The Tata Motors Group has narrowed its consolidated losses to ₹4,450.92 crore in the first quarter ended June 30, compared to the loss of ₹8,438 crore reported in the corresponding previous quarter. The losses are down 41 per cent compared to the ₹7,605.40-crore loss reported in the fourth quarter ended March 31, 2021.
The company reported a 107 per cent uptick in revenue from operations at ₹65,535.38 crore in the first quarter (₹31,481 crore).
JLR sales skid
The losses in the first quarter are primarily due to a decline in sales at Jaguar Land Rover, which has been hit by the global shortage of semiconductors. JLR’s wholesales dipped by 30,000 vehicles during the quarter. “We expect a wholesale of 65,000 units in the second quarter for JLR, which is 50 per cent less than the internal target. As a result, we expect a negative EBIT margin and cash outflow of £1 billion,” said PB Balaji, Group CFO.
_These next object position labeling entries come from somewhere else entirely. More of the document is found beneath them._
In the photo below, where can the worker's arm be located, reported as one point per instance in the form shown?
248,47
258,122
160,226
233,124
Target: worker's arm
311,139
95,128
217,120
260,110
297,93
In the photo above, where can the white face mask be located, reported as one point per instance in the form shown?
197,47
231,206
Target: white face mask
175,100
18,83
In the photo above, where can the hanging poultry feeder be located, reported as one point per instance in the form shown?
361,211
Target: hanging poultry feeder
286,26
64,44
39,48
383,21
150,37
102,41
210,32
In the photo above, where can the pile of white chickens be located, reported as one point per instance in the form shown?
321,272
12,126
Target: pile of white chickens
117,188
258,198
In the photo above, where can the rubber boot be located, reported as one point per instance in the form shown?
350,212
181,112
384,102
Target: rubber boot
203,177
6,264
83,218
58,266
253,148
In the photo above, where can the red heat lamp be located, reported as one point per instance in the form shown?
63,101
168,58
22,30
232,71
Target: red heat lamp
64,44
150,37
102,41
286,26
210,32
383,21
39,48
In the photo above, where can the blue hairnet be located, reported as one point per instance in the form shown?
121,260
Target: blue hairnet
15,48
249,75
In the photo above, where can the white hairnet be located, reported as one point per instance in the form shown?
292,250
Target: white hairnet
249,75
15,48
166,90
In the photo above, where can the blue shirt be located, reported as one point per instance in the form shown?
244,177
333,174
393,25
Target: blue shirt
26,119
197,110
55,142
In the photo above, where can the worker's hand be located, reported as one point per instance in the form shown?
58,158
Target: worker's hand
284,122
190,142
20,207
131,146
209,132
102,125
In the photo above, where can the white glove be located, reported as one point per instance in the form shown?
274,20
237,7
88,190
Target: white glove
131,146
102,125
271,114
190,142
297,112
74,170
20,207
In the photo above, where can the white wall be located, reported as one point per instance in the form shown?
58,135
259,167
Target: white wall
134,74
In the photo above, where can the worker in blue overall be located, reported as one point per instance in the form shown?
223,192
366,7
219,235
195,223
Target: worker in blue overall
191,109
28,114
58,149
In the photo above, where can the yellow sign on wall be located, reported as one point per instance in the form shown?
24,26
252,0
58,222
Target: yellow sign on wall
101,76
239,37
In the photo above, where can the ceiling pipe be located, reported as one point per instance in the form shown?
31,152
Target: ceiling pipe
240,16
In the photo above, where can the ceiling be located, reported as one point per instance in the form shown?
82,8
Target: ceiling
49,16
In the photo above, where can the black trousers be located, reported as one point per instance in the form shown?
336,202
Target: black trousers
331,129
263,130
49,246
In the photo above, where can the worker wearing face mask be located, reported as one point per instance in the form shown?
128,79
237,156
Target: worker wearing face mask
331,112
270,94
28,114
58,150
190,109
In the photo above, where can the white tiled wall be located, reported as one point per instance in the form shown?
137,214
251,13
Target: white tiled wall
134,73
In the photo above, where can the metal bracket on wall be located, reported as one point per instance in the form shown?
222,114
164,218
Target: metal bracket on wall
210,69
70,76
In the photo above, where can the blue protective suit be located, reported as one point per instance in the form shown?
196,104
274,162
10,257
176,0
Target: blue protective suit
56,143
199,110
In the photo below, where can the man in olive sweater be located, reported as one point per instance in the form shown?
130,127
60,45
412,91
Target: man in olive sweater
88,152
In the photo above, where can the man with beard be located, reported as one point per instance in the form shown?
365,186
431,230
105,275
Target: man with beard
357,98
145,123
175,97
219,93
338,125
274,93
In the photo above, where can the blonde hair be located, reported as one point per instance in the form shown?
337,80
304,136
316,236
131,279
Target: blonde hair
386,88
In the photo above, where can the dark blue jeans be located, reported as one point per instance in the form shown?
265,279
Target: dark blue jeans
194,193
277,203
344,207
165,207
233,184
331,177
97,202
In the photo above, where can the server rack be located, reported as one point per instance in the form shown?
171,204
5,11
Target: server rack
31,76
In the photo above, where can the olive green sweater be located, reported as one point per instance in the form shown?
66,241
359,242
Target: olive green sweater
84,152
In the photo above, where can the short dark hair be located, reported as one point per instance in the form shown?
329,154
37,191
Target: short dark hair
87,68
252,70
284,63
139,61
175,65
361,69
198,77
Tata Motors said that while demand remains strong for JLR, and passenger and commercial vehicles in India, the semiconductor issue, commodity inflation and pandemic uncertainty will continue to have an impact in the short term. The performance will improve progressively starting the second half of the fiscal year as the supply chain improves and pandemic comes under control.
“The business has demonstrated strong resilience in the face of adversity and its fundamentals are strong. We will remain agile to address these challenges and drive consistent, competitive and cash accretive growth over the medium to long term whilst deleveraging the business to near-zero automotive debt by FY24,” said a company statement.
To circumvent the silicon shortage, higher-margin models are being prioritised. There is a long-term design-based effort to reduce dependence on semiconductors and an ongoing effort to increase visibility and control over future semiconductor supplies, including long-term contracts, the company said. Tata Motors’ standalone numbers reflect the recovery. The India business reported a loss of ₹1,320.74 crore in Q1 compared to a net loss of ₹2,190 crore in the year-ago period. The passenger vehicle segment is especially showing strong growth momentum with volumes up at 64,600 units — a 343 per cent jump YoY. The electric vehicle business (EV reported the highest-ever quarterly sales at 1,715 units.
CV demand subdued
The Commercial Vehicle (CV) demand continues to remain muted albeit reporting a 363 per cent improvement in volumes over Q1 of 2019-20, which was severely affected by the first lockdown. But sales are 55 per cent lower sequentially, too.
The domestic market has so far not been too affected by the semiconductor shortage, but the situation is being monitored. Balaji believes that recovery will be seen in the domestic front from the second quarter while JLR will start showing signs of improvement in the second half of FY22.